The number of homeless New Yorkers spending the night in shelters is at a record high.
The Coalition for the Homeless says more than 39,000 New Yorkers are currently sleeping in shelters -- the highest number since the city began keeping track 25 years ago.
Advocates for the homeless say the mayor's policies must be reexamined, including the decision to cut shelter residents off from public assistance.
"This is a unique window right now in the next few weeks, where people really are going to allow themselves some space to focus on some of these urban issues that are solvable, and why aren't we doing more,” said Mary Brosnahan of the Coalition for the Homeless.

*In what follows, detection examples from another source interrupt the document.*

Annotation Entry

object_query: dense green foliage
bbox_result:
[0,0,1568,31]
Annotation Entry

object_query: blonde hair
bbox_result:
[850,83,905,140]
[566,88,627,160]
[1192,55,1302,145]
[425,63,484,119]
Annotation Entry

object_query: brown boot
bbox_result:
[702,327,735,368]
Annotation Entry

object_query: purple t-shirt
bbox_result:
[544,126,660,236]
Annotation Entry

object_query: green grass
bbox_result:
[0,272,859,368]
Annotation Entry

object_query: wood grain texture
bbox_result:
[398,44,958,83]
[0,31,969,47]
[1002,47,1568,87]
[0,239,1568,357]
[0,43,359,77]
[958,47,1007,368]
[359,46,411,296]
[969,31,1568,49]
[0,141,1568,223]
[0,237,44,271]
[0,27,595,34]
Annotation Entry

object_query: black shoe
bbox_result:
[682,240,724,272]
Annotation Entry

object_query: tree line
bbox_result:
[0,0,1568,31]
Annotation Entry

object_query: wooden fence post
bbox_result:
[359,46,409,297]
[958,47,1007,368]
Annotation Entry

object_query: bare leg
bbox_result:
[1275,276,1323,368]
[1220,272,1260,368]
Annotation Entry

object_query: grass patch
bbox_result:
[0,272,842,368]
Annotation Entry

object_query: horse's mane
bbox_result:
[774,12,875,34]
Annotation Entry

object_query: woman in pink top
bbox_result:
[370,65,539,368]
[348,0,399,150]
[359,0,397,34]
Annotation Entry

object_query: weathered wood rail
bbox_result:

“Section 8 is a program that you can have that can grow with you, so I don't have to feel like I have to stay in this,” said Bernadette Miles, a former shelter resident. “I want to be able to two or three years from now not need assistance at all, that's where I want to be, but I need help to get there."
Just a week ago the group said the city is at risk of running out of beds for single men and women. But the Department of Homeless Services says shelters are equipped to meet the rising demand.
"We're meeting the demand every day in record time,” said DHS Commissioner Robert Hess. “No one sleeps on the floor at path. Everyone who comes in today will be housed today."
Hess also says the bad economy is to blame for the growing need for shelter, not the mayor's policies.